For YouTube videos, a ‘fair use’ boost [News.com] – “Copyright owners, such as NBC Universal, Warner Bros., and Viacom, were put on notice Wednesday when U.S. District Judge Jeremy Fogel ruled that they must not order video be removed from Web sites indiscriminately. Before taking action against a clip, copyright owners, must form a “good-faith belief ” that a video is infringing, according to Corynne McSherry, an attorney with the Electronic Frontier Foundation. “
Poor earning virtual gaming gold [BBC NEWS | Technology] – “Nearly half a million people are employed in developing countries earning virtual goods in online games to sell to players, a study has found. Research by Manchester University shows that the practice, known as gold-farming, is growing rapidly. Researchers say the industry, which is largely based in China, currently employs about 400,000 young people who earn £80 per month on average.” (Good article, but really, “playbourers”?)
Up, Up, and Away? Separating Fact from Fiction in the Comic Book Business [Alisa Perren / Georgia State University – Flow TV 8.06] – A timely look at the relationship between comic book sales and the blockbuster movies they’ve been driving so successfully this year: “Myth #1: Comic-Con is all about comics. From its inception in 1970 well into the 1990s, this was largely the case. However, in recent years, the Hollywood studios increasingly have focused their energies on using the annual event as a means of promoting upcoming films and television programs. … Myth #2: Since movies based on comics are all the rage, comic books must be selling like crazy.”

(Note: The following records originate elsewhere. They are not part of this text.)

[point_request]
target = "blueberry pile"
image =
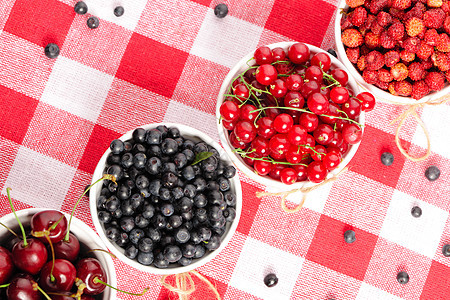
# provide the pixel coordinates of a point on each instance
(172, 198)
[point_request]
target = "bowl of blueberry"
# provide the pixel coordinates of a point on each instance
(176, 200)
(290, 116)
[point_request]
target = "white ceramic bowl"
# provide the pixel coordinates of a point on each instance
(377, 92)
(84, 233)
(225, 139)
(196, 136)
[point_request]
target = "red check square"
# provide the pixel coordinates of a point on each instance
(289, 17)
(16, 111)
(152, 65)
(40, 22)
(349, 259)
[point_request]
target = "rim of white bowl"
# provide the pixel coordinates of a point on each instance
(239, 162)
(85, 235)
(377, 92)
(185, 131)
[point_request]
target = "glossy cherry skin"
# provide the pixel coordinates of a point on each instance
(87, 270)
(6, 265)
(67, 249)
(43, 220)
(21, 288)
(31, 258)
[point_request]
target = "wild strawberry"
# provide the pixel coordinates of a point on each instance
(403, 88)
(384, 75)
(352, 54)
(391, 58)
(372, 40)
(369, 76)
(414, 26)
(386, 41)
(396, 31)
(434, 18)
(416, 71)
(374, 60)
(399, 71)
(419, 90)
(401, 4)
(358, 16)
(384, 19)
(407, 56)
(435, 81)
(354, 3)
(352, 38)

iTunes blocked in China after protest stunt [WA Today] – “Access to Apple’s online iTunes Store has been blocked in China after it emerged that Olympic athletes have been downloading and possibly listening to a pro-Tibetan music album in a subtle act of protest against China’s rule over the province. The album, called Songs for Tibet, was produced by an a group called The Art of Peace Foundation, and features 20 tracks from well-known singers and songwriters including Sting, Moby, Suzanne Vega and Alanis Morissette. It was released as a download on the iTunes Store on August 5 – three days before the start of the Olympics – with the physical CD launched on Tuesday this week. The Foundation provided free downloads of the album to Olympic athletes, urging them to play the songs on their iPods during the Games as a show of support.”